For the most part, there are two basic ways of talking about problems: Direct Accusation versus Problem Identification (described below). Unfortunately, most couples use Direct Accusation rather than Problem Identification when trying to resolve conflict.
The idea that Problem Identification is a better way of solving problems draws upon Gibb’s work on defensive communication and Cupach and Canary’s work on conflict management. Cupach and Canary’s book is a great resource for dealing with conflict management as well the book Broken Trust.
Direct Accusation – Focus on Partner’s Behavior
When upset or angry, many people confront their spouses by focusing on their partner’s behavior. These accusations can be made directly “I am upset because you…” or even in the form of a question “why did you…?”
The motivation behind making such accusations is typically to change a spouse’s or partner’s behavior. People believe that if they get upset and point out their partner’s mistakes, things will change. This rarely works.
If you accuse a partner of wrongdoing, partners typically:
- get defensive—fight back or withdraw (stop listening)
- offer an (insincere) apology designed to stop your attack
- hide and conceal similar behavior in the future
The long term outcome of directly confronting a partner is:
- increased distance
- less understanding and greater dissatisfaction
- the lack of a genuine resolution
- increased future conflict
A more effective approach involves focusing on one’s feelings, not a partner’s behavior.

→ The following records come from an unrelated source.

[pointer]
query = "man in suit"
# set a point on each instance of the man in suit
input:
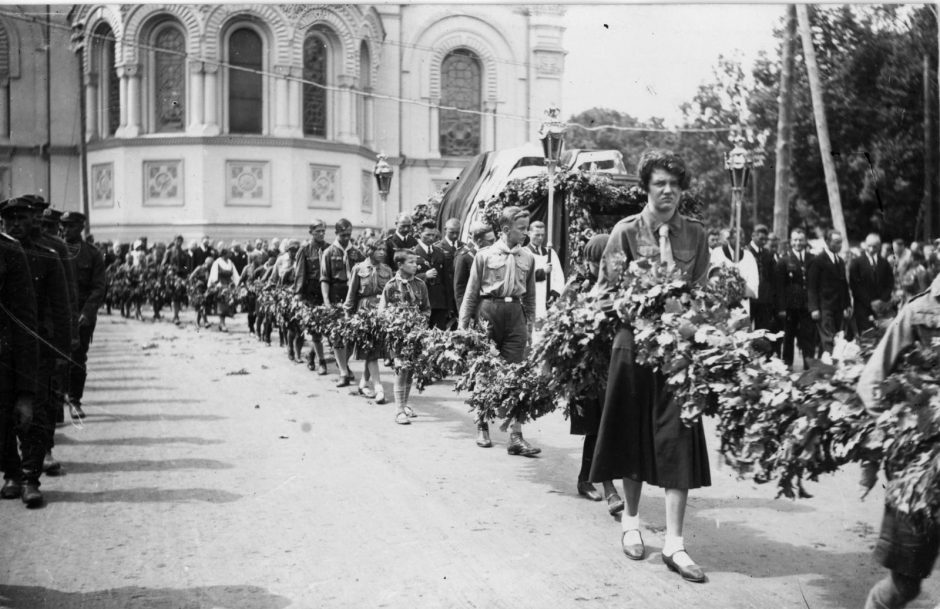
(401, 239)
(450, 245)
(431, 272)
(758, 269)
(549, 277)
(827, 291)
(791, 301)
(871, 281)
(481, 235)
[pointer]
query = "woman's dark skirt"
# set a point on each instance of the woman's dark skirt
(641, 435)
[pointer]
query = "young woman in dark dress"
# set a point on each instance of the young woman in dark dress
(641, 437)
(585, 416)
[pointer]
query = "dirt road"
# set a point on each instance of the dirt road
(213, 473)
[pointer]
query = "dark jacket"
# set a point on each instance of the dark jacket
(827, 288)
(790, 282)
(869, 283)
(437, 294)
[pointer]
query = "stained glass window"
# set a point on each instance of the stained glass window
(461, 87)
(169, 79)
(314, 97)
(245, 88)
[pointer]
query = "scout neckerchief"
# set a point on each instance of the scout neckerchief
(510, 255)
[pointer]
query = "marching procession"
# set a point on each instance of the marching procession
(421, 306)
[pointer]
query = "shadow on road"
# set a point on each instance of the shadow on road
(138, 441)
(144, 495)
(136, 597)
(78, 467)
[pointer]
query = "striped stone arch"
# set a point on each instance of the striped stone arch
(267, 14)
(341, 28)
(95, 16)
(463, 40)
(141, 14)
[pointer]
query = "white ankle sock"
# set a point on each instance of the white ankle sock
(630, 523)
(672, 545)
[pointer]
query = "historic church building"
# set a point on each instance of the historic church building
(243, 120)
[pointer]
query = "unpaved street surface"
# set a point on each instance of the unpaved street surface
(211, 472)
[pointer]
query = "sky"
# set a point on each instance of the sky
(652, 58)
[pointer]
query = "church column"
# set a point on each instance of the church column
(91, 107)
(211, 99)
(281, 102)
(345, 110)
(132, 76)
(196, 98)
(434, 128)
(294, 95)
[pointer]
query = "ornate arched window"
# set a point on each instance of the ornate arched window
(104, 70)
(363, 104)
(168, 78)
(314, 97)
(245, 82)
(461, 87)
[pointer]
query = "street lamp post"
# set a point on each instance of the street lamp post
(552, 134)
(738, 162)
(383, 180)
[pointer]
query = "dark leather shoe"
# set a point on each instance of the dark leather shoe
(31, 495)
(633, 551)
(483, 436)
(692, 573)
(518, 446)
(586, 489)
(614, 503)
(50, 465)
(12, 489)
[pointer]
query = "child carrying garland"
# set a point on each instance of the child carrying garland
(405, 289)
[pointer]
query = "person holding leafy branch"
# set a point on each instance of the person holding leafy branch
(369, 278)
(501, 290)
(642, 437)
(586, 413)
(405, 289)
(907, 546)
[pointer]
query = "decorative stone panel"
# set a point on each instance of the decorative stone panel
(324, 187)
(102, 185)
(368, 199)
(247, 183)
(163, 183)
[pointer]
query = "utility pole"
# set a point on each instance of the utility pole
(784, 131)
(822, 126)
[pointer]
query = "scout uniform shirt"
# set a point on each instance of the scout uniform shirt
(488, 279)
(637, 236)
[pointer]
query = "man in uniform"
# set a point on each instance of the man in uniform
(335, 270)
(26, 374)
(908, 549)
(501, 291)
(401, 239)
(791, 303)
(90, 279)
(431, 263)
(60, 380)
(481, 235)
(549, 277)
(451, 246)
(307, 286)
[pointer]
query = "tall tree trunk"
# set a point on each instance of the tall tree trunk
(928, 155)
(822, 127)
(784, 131)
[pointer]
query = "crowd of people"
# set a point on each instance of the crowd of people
(505, 276)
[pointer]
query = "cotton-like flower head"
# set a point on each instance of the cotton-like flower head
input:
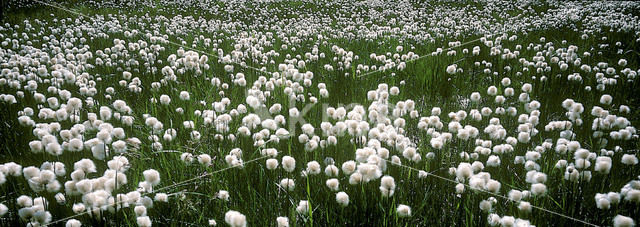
(152, 176)
(403, 211)
(303, 207)
(333, 184)
(282, 221)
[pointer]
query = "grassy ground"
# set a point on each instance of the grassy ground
(254, 190)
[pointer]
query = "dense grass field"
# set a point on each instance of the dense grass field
(325, 113)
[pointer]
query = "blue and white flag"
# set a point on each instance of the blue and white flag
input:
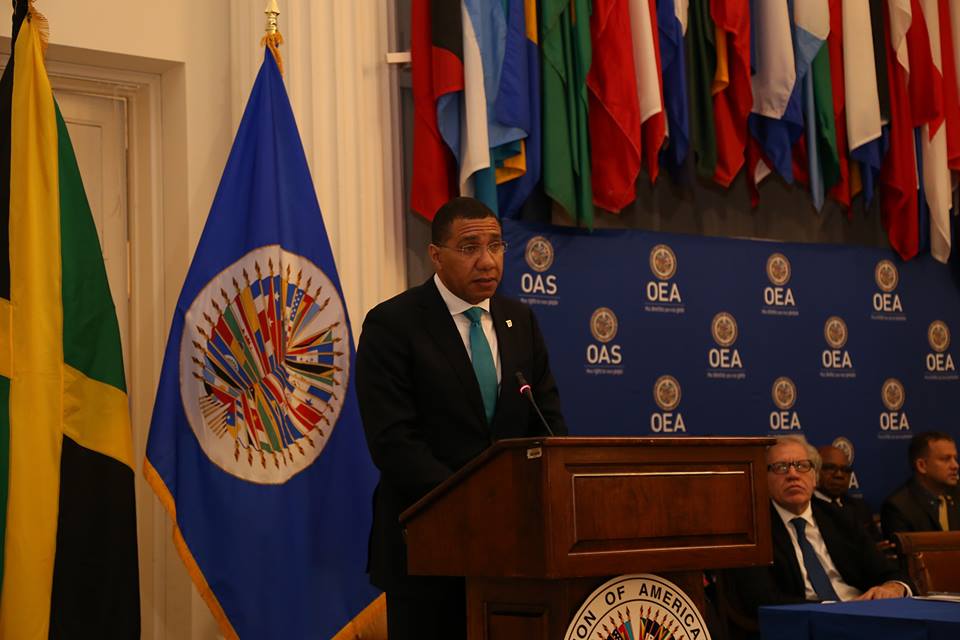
(255, 447)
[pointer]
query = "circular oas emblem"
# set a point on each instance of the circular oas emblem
(603, 324)
(778, 269)
(784, 393)
(638, 607)
(666, 392)
(938, 334)
(264, 362)
(724, 329)
(893, 394)
(835, 332)
(886, 275)
(846, 446)
(663, 262)
(539, 253)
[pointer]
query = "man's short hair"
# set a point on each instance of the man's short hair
(460, 207)
(812, 452)
(920, 445)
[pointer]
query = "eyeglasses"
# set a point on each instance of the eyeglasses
(496, 248)
(829, 467)
(782, 468)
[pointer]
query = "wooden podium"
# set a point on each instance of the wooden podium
(536, 524)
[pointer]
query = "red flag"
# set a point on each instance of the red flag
(614, 118)
(732, 105)
(435, 72)
(898, 175)
(840, 191)
(951, 99)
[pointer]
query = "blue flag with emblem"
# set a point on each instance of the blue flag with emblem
(256, 448)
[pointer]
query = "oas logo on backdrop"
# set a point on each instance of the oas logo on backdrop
(784, 417)
(638, 607)
(724, 360)
(886, 302)
(667, 394)
(835, 361)
(604, 357)
(539, 287)
(939, 361)
(663, 295)
(778, 298)
(893, 420)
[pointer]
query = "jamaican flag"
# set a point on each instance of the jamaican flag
(67, 521)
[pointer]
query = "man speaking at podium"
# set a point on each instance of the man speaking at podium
(439, 371)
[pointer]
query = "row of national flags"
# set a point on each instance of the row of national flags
(845, 98)
(255, 447)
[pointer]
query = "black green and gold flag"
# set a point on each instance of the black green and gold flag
(68, 560)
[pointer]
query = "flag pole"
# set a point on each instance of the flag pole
(272, 38)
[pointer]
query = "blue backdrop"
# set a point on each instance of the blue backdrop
(662, 334)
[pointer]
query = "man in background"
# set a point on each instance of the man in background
(817, 554)
(437, 382)
(929, 500)
(833, 485)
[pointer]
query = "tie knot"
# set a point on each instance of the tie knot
(474, 314)
(800, 525)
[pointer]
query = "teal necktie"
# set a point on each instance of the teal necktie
(482, 362)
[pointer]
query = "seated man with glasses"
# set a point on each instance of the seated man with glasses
(817, 554)
(832, 487)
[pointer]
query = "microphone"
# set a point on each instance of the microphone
(527, 392)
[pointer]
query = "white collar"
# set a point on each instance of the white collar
(455, 304)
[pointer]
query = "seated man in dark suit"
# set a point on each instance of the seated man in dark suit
(833, 483)
(929, 500)
(437, 384)
(817, 554)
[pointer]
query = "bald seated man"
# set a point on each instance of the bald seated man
(817, 554)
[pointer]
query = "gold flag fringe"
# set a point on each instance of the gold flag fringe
(273, 41)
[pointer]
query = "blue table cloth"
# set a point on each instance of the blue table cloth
(900, 619)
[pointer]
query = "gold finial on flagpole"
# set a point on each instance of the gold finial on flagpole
(272, 38)
(272, 12)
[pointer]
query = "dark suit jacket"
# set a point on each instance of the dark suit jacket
(853, 553)
(422, 410)
(913, 508)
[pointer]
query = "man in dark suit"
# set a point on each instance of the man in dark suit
(817, 555)
(437, 384)
(833, 484)
(929, 500)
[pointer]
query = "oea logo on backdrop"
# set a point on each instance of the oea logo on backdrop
(894, 419)
(539, 287)
(663, 296)
(784, 394)
(836, 361)
(604, 357)
(845, 445)
(886, 302)
(638, 607)
(778, 299)
(724, 360)
(940, 364)
(666, 393)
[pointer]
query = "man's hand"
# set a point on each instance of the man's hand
(885, 590)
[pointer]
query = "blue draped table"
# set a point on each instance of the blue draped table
(900, 619)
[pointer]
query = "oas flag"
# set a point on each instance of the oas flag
(255, 446)
(68, 546)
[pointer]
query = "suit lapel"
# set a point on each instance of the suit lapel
(443, 330)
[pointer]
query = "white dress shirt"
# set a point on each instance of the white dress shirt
(457, 306)
(844, 591)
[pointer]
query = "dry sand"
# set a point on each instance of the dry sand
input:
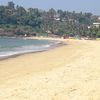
(70, 72)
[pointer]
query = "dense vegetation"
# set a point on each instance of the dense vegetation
(16, 20)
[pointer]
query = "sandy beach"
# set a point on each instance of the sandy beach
(68, 72)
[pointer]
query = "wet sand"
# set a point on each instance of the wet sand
(69, 72)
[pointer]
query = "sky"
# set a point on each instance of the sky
(92, 6)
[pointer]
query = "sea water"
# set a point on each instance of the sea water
(14, 46)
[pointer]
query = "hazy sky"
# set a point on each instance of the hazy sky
(71, 5)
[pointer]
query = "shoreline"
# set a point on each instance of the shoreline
(71, 72)
(57, 42)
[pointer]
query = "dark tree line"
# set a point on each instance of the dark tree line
(56, 22)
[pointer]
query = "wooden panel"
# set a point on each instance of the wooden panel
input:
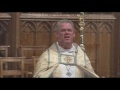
(27, 33)
(90, 42)
(104, 51)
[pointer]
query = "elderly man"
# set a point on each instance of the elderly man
(64, 59)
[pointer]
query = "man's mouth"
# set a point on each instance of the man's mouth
(67, 37)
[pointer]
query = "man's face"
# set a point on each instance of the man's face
(66, 33)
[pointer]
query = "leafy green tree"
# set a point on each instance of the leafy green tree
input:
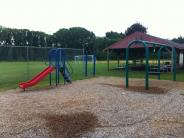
(136, 27)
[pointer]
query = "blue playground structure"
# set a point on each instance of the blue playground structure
(58, 62)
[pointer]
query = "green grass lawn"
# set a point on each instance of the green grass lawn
(12, 73)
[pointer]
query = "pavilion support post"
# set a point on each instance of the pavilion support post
(108, 60)
(147, 67)
(126, 68)
(174, 63)
(118, 59)
(183, 60)
(159, 54)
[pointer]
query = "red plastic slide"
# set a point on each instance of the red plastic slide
(37, 78)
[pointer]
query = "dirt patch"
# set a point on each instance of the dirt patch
(70, 125)
(150, 90)
(140, 88)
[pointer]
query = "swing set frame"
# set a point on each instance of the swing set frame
(146, 45)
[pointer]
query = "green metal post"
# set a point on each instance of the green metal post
(147, 67)
(126, 67)
(174, 63)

Problem Identification – Focus on One’s Feelings
A better way to resolve relationship problems involves focusing on one’s feelings, rather than blaming a partner for what happened (even if, your partner deserves blame).
It is easier for a partner or spouse to hear what you have to say when you focus on your own feelings and not dwell on his or her mistakes. For example, if your spouse has a habit of coming home late—rather than make a direct accusation—“I hate when you’re so late—why do you do that?”—it helps if you can focus on your feelings instead “I am feeling sad and a little frustrated. I sometimes feel lonely when you are not home.”
When trying to discuss a problem—it’s important not to assign blame. Even saying something as simple as “It makes me feel uncomfortable…” can come across as an accusation—leading to a defensive response. Phrasing a concern as “I feel…” rather than “It makes…” is a more effective way of solving problems.
Your motivation for dealing with problems this way should be to get your partner to hear what you have to say. If you can get your partner to understand your point of view, you are much more likely to create a meaningful and lasting resolution.
By focusing on your feelings instead of your spouse’s behavior, partners are more likely to:
- listen to what you have to say
- empathize with your position
- discuss the problem in a constructive manner
And there are many benefits of approaching relationship problems with this way:
- increased closeness, satisfaction and understanding
- greater potential for resolution and change
- less future conflict
Simply put, directly confronting a partner often leads to greater resistance, more conflict and deception. Of course, it is easier to get angry and make accusations, but doing so rarely leads positive, long term outcomes.